La segunda, en cambio, profundiza los sentimientos más recónditos tanto de los protagonistas como del resto de los personajes volviendo a El intérprete un poco más oscura, densa y, por momentos, demasiado solemne. Además, se ahondan otros niveles del vínculo entre ellos asemejándolos gracias a la combinación del peso de la historia, la forma de cada uno de relacionarse con el mundo y la vejez. Por tal motivo, las escenas que antes rompían con la carga temática adquieren tonalidades crudas hacia el final. Por ejemplo, al comienzo Georg lleva en el auto a dos chicas masajistas de un spa. Durante el viaje –que conduce una de ellas– salen a la luz algunas situaciones difíciles pero se prioriza la comicidad y el juego, incluso, él acepta la invitación para meterse a la pileta y Ungár se queda a un costado observándolo en el agua y cuando le hacen masajes. Mientras que el encuentro del docente en la barra del hotel con una joven a la que siempre dejan revela un punto de inflexión de su manera de desenvolverse.

Esta misma lógica se replica en el empleo musical compuesto con un leitmotiv de violines que refuerza, a veces, exageradamente, los tintes dramáticos solo interrumpidos por los registros de testimonios de algunos sobrevivientes o por melodías breves que buscan resignificar las diferentes sensaciones de culpa de cada caso como el cd en el auto, la música del casamiento en el hotel o el parlante del hombre en bicicleta en una ciudad dormida.

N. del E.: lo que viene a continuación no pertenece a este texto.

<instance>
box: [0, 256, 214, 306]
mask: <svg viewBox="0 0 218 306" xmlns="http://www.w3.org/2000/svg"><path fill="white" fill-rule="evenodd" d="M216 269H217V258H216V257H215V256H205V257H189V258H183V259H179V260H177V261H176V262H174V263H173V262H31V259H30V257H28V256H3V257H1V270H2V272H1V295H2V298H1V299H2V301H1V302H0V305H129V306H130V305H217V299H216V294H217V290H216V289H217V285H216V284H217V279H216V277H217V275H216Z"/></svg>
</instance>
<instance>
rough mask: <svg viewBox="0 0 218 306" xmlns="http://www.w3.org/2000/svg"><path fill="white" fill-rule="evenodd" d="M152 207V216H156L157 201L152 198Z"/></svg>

Las pulsiones de vida y de muerte no dejan de entrecruzarse en la búsqueda constante de respuestas para completar pasados ausentes e identidades fragmentadas que inicia como un trabajo pero que, con el correr del tiempo modifica su curso porque ellos ya no son los mismos y logran pararse de otra manera frente a las emociones y a los nexos con los demás. Un legado familiar que empieza a trastocar los muros, los idiomas, las distancias y todo distanciamiento anterior para enfrentar los tormentos propios y liberarse. Porque, a final de cuentas, el hijo de un asesino y de las víctimas atraviesan fantasmas comunes: el desconocimiento y el hambre de justicia.